Der zweite relevante Bereich im Projekt ist Qualifizierung. Auch da gibt es meistens kein klares Konzept. Für eines der Projekt-Unternehmen haben wir ein Assistenzsystem mithilfe digitaler Medien entwickelt. Man kann sich den Optimalablauf eines bestimmten Arbeitsvorgangs jetzt an Tablets an dem Arbeitsplatz anschauen. Ich glaube, dass die Hersteller von Maschinen solche Lösungen zunehmend integrieren werden.
G.I.B.: Was heißt das aber für Fachkräfte, wenn sich das System der bildlichen Anweisung durchsetzt, die man nur noch nachmachen muss?
Dr. Thomas Mühlbradt: Es gibt verschiedene Konzepte. Das Konzept der simplen Visualisierung folgt dem Prinzip „Monkey see, monkey do“. In wenigen Fällen mag das funktionieren, aber für viele Bereiche glaube ich nicht daran. Ich zähle mich eher zu der Fraktion, die die ursprüngliche Konzeption der job-instruction-method als Basis sieht, eine schon 1944 in Amerika entwickelte Methode zur schnellen Qualifizierung von Menschen ohne Fachkenntnisse. Sie vermittelt nicht nur das, was getan werden soll, sondern auch wie und warum. Sie hat also geistigen Inhalt. Ich glaube, wenn man rein auf die Visualisierungs-Strategie setzt, wird man einen Preis dafür zahlen, der in Qualitätsmängeln und Fehlern bestehen wird. Und in mangelnder Flexibilität der Kräfte. Im Moment gibt es eine offene Debatte, inwieweit sich der Weg der Visualisierung gehen lässt und welcher Mix sich durchsetzen wird.

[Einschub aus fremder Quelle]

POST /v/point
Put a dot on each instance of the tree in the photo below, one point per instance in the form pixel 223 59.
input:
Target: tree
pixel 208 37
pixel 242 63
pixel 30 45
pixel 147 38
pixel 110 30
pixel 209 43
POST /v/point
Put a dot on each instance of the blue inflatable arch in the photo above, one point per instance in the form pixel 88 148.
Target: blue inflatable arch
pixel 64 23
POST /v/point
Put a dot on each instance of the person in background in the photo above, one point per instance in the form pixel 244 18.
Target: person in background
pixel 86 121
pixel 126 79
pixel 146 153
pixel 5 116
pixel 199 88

G.I.B.: Wie kann es gelingen, dass die Unternehmen sich nach einem Projekt wie KMU 4.0 nicht einfach zurücklehnen, sondern bei der Digitalisierung am Ball bleiben, sodass sich eine nachhaltige Wirkung entfaltet?

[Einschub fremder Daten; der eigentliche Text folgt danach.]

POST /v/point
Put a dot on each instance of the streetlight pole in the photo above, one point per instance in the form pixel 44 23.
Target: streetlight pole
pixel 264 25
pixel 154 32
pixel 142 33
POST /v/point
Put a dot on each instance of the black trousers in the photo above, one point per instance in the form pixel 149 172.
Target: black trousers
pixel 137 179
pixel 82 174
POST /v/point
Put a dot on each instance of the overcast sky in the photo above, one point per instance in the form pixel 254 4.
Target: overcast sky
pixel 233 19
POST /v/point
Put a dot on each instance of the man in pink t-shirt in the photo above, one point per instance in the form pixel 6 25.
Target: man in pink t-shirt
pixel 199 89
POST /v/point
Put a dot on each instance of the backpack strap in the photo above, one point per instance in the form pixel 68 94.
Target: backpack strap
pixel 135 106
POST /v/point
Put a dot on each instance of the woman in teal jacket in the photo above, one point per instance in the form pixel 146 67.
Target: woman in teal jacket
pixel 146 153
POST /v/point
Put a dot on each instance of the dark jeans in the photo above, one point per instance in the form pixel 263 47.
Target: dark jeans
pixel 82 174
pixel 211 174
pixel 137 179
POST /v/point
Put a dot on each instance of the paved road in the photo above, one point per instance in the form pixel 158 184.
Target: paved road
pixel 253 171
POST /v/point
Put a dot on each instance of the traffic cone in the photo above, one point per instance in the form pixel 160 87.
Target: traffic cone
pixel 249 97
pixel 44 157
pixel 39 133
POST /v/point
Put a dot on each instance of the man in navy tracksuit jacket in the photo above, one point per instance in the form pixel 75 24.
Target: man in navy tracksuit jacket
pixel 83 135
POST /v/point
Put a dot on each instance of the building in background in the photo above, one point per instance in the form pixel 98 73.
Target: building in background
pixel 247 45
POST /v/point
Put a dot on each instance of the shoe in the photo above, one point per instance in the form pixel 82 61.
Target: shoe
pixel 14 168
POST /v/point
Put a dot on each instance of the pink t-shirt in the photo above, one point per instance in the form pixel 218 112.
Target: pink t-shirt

Dr. Thomas Mühlbradt: Zwei Punkte sind wichtig. Der Erste: Am Projektende muss ein Produkt vorhanden sein, mit dem das Unternehmen arbeiten kann. Hier sind die Ingenieure gefragt. Der Ingenieur muss technische Lösungen finden, etwa eine App oder digitale Medien. Das hilft, um die Nachhaltigkeit in den Unternehmen zu unterstützen. Es geht darum, pragmatische Ansätze zu suchen, um Digitalisierungsprozesse umzusetzen.
Und das Zweite: Es gibt in den KMU nicht den großen strategischen Ansatz. Mitarbeiter werden zum Beispiel erst dann qualifiziert, wenn bestimmte Fragestellungen tatsächlich entstehen, alles andere wird als wenig sinnvolle „Bevorratungs-Qualifizierung“ angesehen. Die Gefahr ist, dass die Unternehmen digitale Tools übernehmen, die sie nicht genau kennen. Es ist daher wichtig, den Knowledge-Triangel-Gedanken umzusetzen, der die drei Bereiche Forschung, Bildung und Innovation in Beziehung setzt. Wenn man sich mit den Unternehmen über Digitalisierungs-Pakete unterhält, ist es unbedingt notwendig, auch über den Mindest-Qualifizierungsanspruch zu reden. Die technische Lösung muss also mit einem Qualifizierungspaket und der Kompetenzentwicklung verbunden werden, damit sie die Lösung nachhaltig weiterbetreiben können.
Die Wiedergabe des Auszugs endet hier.